Changing the summaryLength variable in the general Hugo config (config.toml, in my case) does change the number of words included. It seems to really want to split on a punctuation mark though.
It was at this point that I decided on a change of tactics. I already have the option in the snippet above to include a custom 'slug' of text for each post, which will always be the priority for each summary. If that's not there, I want to default to the auto-generated summary of each post.... but is that really the right behavior on the homepage? Perhaps simply the title, post date, and a list of associated tags is more correct? I'll borrow from code from how tags are displayed on posts themselves (in layout/post/single.html) to try that out.
I think this is better, but not great? Especially since I think if I add too many tags it'll overflow again...

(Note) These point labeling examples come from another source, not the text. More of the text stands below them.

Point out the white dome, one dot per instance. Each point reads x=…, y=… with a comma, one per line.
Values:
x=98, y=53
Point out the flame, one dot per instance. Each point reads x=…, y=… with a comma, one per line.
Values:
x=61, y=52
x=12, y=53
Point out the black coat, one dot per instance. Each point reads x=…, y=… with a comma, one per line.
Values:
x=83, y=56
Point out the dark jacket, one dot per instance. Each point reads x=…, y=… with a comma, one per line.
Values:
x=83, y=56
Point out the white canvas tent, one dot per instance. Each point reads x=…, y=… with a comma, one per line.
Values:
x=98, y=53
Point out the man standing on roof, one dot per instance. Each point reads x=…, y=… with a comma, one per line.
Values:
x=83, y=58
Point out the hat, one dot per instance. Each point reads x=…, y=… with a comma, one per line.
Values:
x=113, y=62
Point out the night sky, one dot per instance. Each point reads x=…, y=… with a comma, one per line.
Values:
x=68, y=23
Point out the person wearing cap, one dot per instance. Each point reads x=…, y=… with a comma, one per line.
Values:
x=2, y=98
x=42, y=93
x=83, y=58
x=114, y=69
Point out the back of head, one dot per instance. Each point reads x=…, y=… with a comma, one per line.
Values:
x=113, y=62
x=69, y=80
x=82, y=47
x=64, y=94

Perhaps I need a slightly less brute-force approach. Let's see how somewhere like Tailblocks.cc does it. It seems they have a 'flex-flex' wrap' dive, with simple divs underneath it that are md:w-1/3 with no width qualifiers at smaller sizes?
After mucking around with some margin and padding settings, this setup does seem to essentially work. There are (currently 5) blog cards side-by-side on the main page whne the screen is above a certain size; below that, they snap to being one above the other.

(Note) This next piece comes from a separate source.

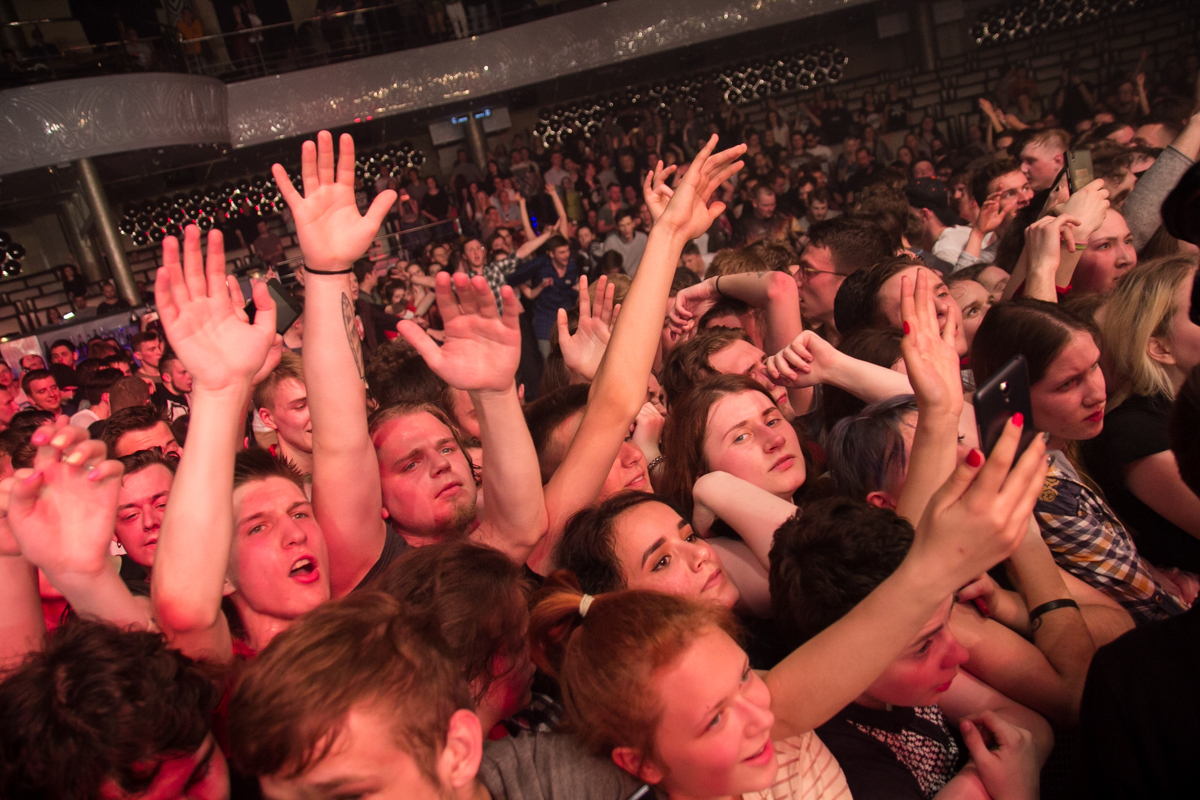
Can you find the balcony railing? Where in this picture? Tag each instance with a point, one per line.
(257, 50)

We can do the same thing to the project cards as well. There's still some minor formatting errors, but so far this is basically working. And since the list pages are all flexbox based, they look not-too-shabby when the screen width gets smaller.
Mobile Menu
The navbar, as designed, isn't particularly mobile-friendly. It isn't even small-monitor friendly. But we can use some basic css and Javascript to fix that. Using a combination of tailwinds' responsive tags, and some Javascript to show and high menu's on various clicks, we can implement three different versions of the navbar for large, medium, and smaller screens.